Sejatinya, ketika diri mau sedikit menurunkan ego, apa yang dialami atau dilakukan oleh pasangan kita, adalah representasi dari diri kita yang sebenarnya. Jikapun misalnya kita adalah orang baik, kemudian pasangan kita adalah orang yang belum baik, maka yang harus dilakukan adalah saling melengkapi, saling memperbaiki diri, dan seterusnya. Bukan saling menyalahkan, apalagi menghakimi bahwa diri adalah yang paling benar.
Dalam tahap ini, jika semua kita bisa mengusahakan kesetiaan kepada pasangan kita, insya Allah perceraian tidak akan terjadi, minimal bisa dikurangi angkanya. Tentu, kesetiaan yang dimaksud bukanlah kesetiaan buta. Tetapi kesetiaan dalam ketaatan kepada Allah, Rasulullah dan aturan-aturanNya.

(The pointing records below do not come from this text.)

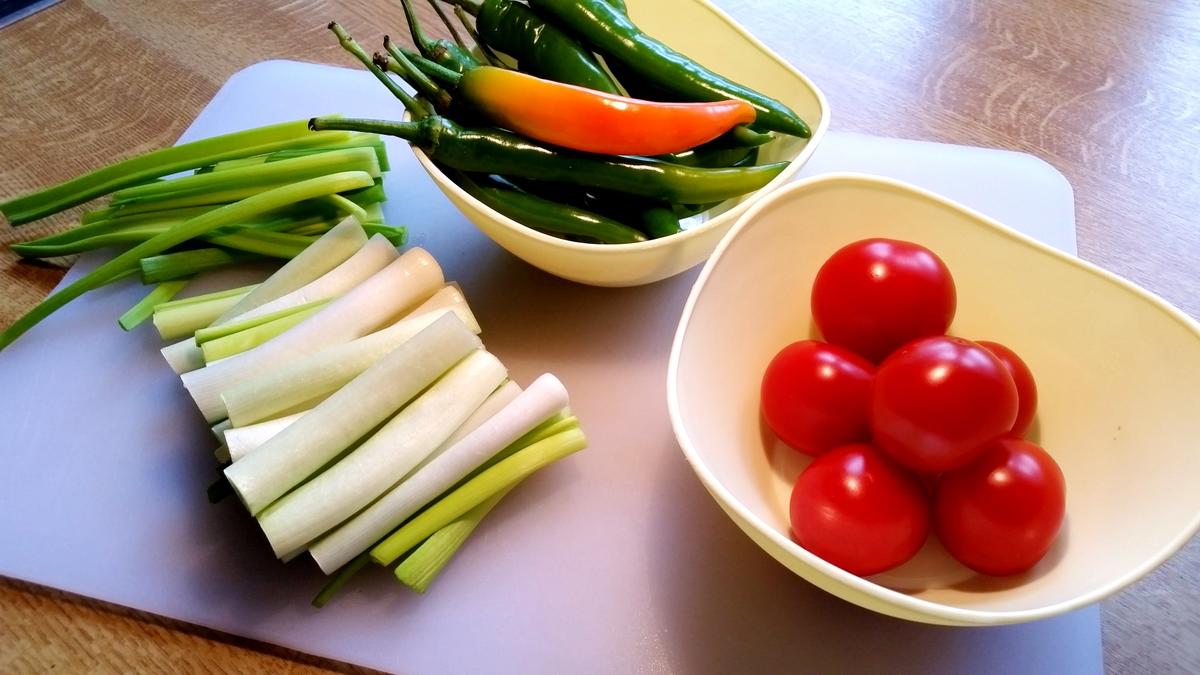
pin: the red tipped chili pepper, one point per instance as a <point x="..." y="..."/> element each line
<point x="594" y="121"/>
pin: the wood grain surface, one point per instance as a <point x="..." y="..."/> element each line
<point x="1107" y="91"/>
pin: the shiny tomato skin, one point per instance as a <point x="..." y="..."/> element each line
<point x="1001" y="513"/>
<point x="815" y="396"/>
<point x="857" y="509"/>
<point x="876" y="294"/>
<point x="937" y="400"/>
<point x="1026" y="387"/>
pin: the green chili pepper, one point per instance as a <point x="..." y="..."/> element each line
<point x="491" y="150"/>
<point x="539" y="47"/>
<point x="617" y="37"/>
<point x="543" y="214"/>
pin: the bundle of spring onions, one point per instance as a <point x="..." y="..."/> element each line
<point x="265" y="192"/>
<point x="358" y="413"/>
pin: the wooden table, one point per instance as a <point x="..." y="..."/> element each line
<point x="1109" y="93"/>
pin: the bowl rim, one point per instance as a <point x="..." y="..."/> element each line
<point x="912" y="604"/>
<point x="751" y="198"/>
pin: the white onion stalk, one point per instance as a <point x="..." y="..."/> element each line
<point x="220" y="428"/>
<point x="293" y="455"/>
<point x="178" y="318"/>
<point x="306" y="381"/>
<point x="533" y="406"/>
<point x="382" y="460"/>
<point x="245" y="440"/>
<point x="187" y="356"/>
<point x="376" y="302"/>
<point x="377" y="254"/>
<point x="498" y="400"/>
<point x="184" y="356"/>
<point x="449" y="298"/>
<point x="330" y="250"/>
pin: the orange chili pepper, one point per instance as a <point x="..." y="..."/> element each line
<point x="595" y="121"/>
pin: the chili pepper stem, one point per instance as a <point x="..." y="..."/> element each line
<point x="469" y="6"/>
<point x="412" y="131"/>
<point x="413" y="76"/>
<point x="449" y="24"/>
<point x="445" y="76"/>
<point x="353" y="47"/>
<point x="424" y="45"/>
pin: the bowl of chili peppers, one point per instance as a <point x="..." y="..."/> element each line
<point x="607" y="143"/>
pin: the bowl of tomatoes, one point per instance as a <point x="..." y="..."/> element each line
<point x="930" y="414"/>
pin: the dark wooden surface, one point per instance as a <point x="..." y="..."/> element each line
<point x="1107" y="91"/>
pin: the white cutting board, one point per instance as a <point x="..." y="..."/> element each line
<point x="612" y="561"/>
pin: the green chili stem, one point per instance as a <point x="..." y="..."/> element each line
<point x="471" y="6"/>
<point x="156" y="269"/>
<point x="341" y="579"/>
<point x="445" y="76"/>
<point x="353" y="47"/>
<point x="414" y="76"/>
<point x="451" y="506"/>
<point x="144" y="308"/>
<point x="156" y="163"/>
<point x="349" y="207"/>
<point x="449" y="24"/>
<point x="183" y="232"/>
<point x="492" y="58"/>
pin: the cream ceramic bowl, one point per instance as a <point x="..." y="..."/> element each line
<point x="706" y="34"/>
<point x="1117" y="372"/>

Dalam sebuah kisah diterangkan, ada seorang suami yang telah menuju medan peperangan. Perang, dalam hal ini adalah cara terbaik untuk mempertahankan diri. Dengan gagah, pria ini menuju medan laga. Demi kebebasan, pria-pria itu rela meninggalkan keluarganya.
Di tengah kecamuknya perang, ketika pasukan tambahan baru saja tiba, tersiarlah kabar bahwa istri dari pria tersebut tengah mengalami penyakit kulit. Wajah cantiknya, berangsur berubah menjadi jelek, dan menjijikkan. Kabar yang diterimanya ini adalah pukulan telak. Lantas, atas ijin komandan pasukan, pria ini memutuskan untuk pulang dan menemani istrinya, hingga sembuh.

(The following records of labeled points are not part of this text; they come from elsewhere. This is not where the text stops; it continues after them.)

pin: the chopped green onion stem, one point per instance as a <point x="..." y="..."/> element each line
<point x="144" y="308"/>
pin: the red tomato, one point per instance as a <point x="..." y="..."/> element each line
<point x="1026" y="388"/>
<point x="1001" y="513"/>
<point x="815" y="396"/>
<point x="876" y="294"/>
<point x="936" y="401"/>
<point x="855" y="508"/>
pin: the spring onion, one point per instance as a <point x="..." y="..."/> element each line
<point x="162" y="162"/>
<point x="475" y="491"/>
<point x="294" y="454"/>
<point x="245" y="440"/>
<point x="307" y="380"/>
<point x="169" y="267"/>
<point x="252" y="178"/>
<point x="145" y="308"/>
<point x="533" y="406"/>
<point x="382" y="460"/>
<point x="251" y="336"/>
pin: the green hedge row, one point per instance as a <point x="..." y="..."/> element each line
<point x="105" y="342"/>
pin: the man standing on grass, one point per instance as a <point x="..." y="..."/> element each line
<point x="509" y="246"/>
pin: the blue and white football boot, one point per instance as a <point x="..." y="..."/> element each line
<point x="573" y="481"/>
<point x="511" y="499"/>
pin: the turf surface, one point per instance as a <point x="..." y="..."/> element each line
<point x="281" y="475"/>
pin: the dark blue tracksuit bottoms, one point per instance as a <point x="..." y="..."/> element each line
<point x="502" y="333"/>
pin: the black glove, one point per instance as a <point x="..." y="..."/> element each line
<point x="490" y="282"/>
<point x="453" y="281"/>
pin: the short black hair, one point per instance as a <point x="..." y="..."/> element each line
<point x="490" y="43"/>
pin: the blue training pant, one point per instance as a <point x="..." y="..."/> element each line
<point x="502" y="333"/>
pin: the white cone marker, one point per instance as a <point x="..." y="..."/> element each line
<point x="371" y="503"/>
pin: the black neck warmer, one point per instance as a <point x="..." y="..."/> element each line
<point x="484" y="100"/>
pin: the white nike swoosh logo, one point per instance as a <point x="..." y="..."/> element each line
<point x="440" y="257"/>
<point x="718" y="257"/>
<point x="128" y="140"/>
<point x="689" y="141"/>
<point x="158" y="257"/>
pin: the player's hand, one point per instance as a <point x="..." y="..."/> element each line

Sebelum pulang, entah karena apa, pria ini mengalami kebutaan. Bagi istri, ini adalah duka di atas duka. Ketika dirinya terjangkiti penyakit dan kecantikannya hancur lebur, sang pangeran hatinya pulang membawa kebutaan. Namun, ia berupaya tegar sehingga keduanya bisa saling bersinergi dalam melanjutkan biduk rumah tangga.

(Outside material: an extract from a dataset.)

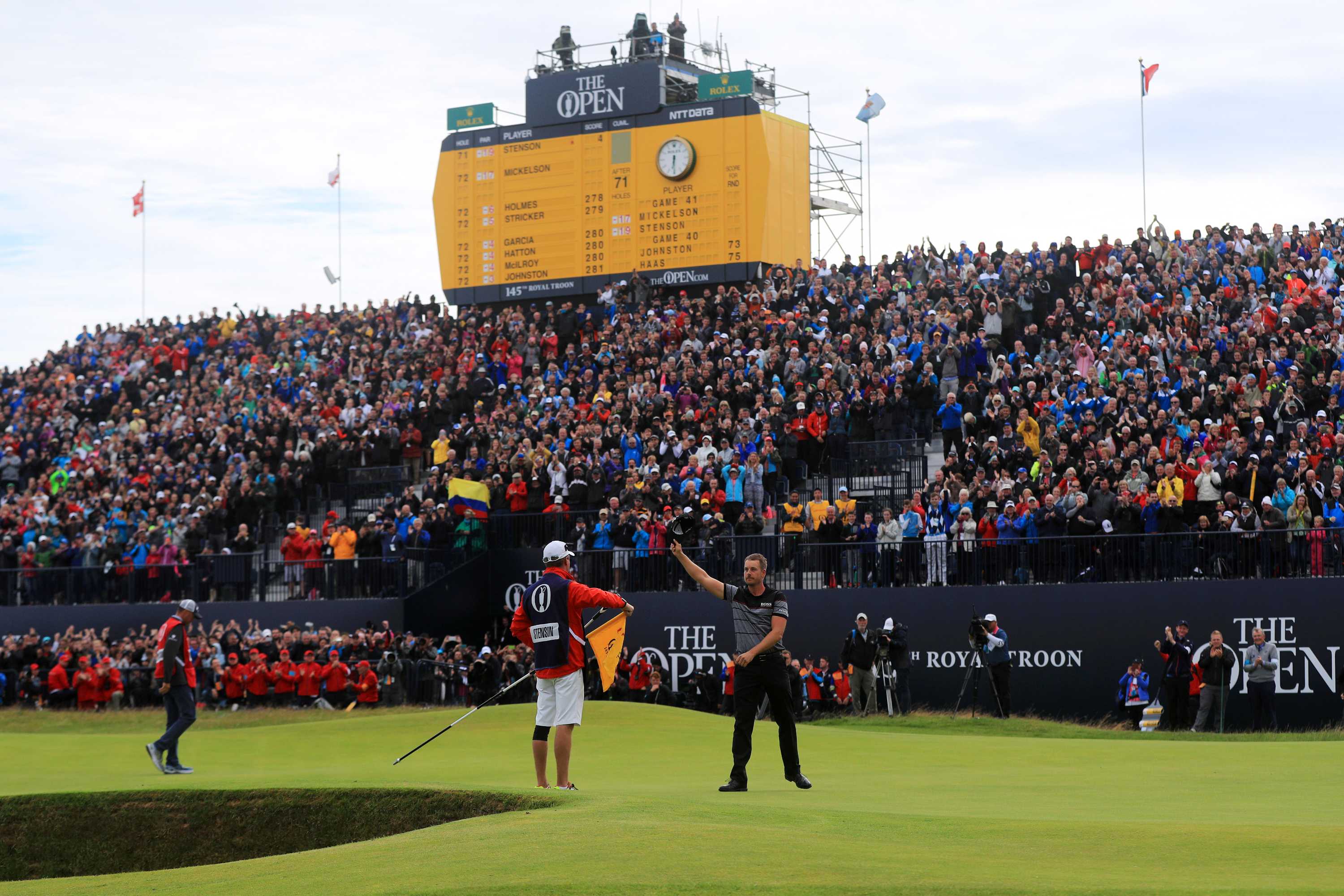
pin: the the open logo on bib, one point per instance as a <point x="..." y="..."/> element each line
<point x="541" y="598"/>
<point x="546" y="632"/>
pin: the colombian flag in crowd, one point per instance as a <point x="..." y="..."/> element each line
<point x="465" y="493"/>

Hingga akhirnya, terhitunglah masa lima belas tahun, keduanya bersama dalam suka dan duka. Bagi suami, bukanlah hal yang mudah, menghabiskan seratus delapan puluh bulan bersama wanita yang menderita penyakit kulit. Alih-alih menikmati kecantikan istrinya, ia justru dihinggapi rasa takut jika sewaktu-waktu tertular. Bagi istri, mendampingi suami yang buta juga bukan hal yang mudah. Karena ia harus selalu ada di sampingnya dalam memenuhi kebutuhan pasangannya itu.
Tapi kisah, selalu memiliki hikmah. Hingga kemudian, setelah lima belas tahun, sang istri sembuh dari penyakit kulit. Wajahnya kembali seperti semula, cantik mempesona. Kerabat dan sahabatpun saling mendatangi keluarga itu untuk mengucapkan selamat. Hingga akhirnya, satu diantara sahabat sang pria dalam peperangan itu melontarkan pertanyaan yang tak biasa, “Hai, Fulan. Aku heran. Mengapa kau mendadak buta ketika mendengar kabar bahwa istrimu sakit kulit yang mengakibatkan kecantikannya hilang?”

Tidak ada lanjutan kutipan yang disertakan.